April 4, 2018
New York City, NY
Dave Stephens read my mind last Wednesday night.
Midway through We Came As Romans’ April 4 set at New York City’s Gramercy Theatre, I scribbled down in my notes that the band “knows how to keep the party going.” I thought, as I was writing this, that it might be a weird turn of phrase to use for such a heavy band. But I must have been onto something because just a few minutes later, unclean vocalist Dave Stephens introduced a song with a crowd-rousing call of “let’s keep this party going!”
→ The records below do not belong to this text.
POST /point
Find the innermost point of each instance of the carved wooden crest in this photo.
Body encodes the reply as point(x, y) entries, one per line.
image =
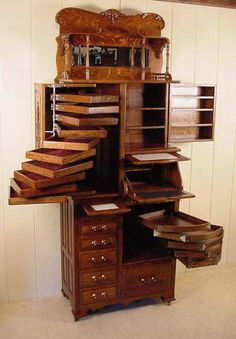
point(109, 45)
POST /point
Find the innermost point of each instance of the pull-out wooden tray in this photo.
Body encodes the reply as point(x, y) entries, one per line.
point(178, 222)
point(59, 156)
point(155, 158)
point(196, 262)
point(55, 171)
point(87, 98)
point(78, 121)
point(16, 199)
point(37, 181)
point(82, 144)
point(26, 191)
point(111, 207)
point(193, 241)
point(83, 109)
point(64, 131)
point(155, 192)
And a party it was. Throughout their roughly hour-long set, We Came As Romans never slowed down for a second, pumping up the stage with a high-voltage, airtight rush of metalcore. In addition to a mixture of era-spanning songs — ranging from classics like “Ghosts” to a number of tracks from their current album Cold Like War — the band’s setlist included some crowd-surfing, a lot of flashing lights, and an extended sequence of improvised EDM from clean vocalist Kyle Pavone, all grins and jives at the DJ table. The result was a vibrant, club-like atmosphere, a rager that felt like it could have gone until morning.
Of course, this party wasn’t a private one. The band found strong supporting acts in The Plot In You, Oceans Ate Alaska, Currents, and Tempting Fate, as well as from the delighted, rambunctious crowd. Bolstered by the commanding presence of frontman Stephens, the crowd danced in a hard-hitting mosh pit, one that started during the first act and and didn’t let up until the last encore. The energy was amazing to see; Gramercy Theater is a two-level venue, and I spent a good potion of the show on the stairs, scoping a vantage point of the floor below because I wanted to be able to watch this pit go. The band seemed to love it too, and a beaming Pavone called it one of the wildest nights of the tour.
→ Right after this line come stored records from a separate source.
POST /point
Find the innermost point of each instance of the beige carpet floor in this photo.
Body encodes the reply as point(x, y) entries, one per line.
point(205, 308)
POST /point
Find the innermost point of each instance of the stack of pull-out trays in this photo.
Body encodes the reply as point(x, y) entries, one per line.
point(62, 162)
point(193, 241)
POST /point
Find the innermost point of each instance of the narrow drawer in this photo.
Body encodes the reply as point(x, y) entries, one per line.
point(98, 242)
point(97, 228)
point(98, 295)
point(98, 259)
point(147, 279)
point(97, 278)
Though the music and energy were heavy and pounding, that doesn’t mean the show lacked for deep-felt emotions. Stephens introduced several songs by dedicating them to his friends and his family members, and one — the career reflection “To Plant A Seed”— he sent out to the band’s fans. It was a poignant note: a nostalgic, inspirationally-minded song given as a gracious gift, proof that We Came As Romans is a band whose strong fist is matched by a powerful heart.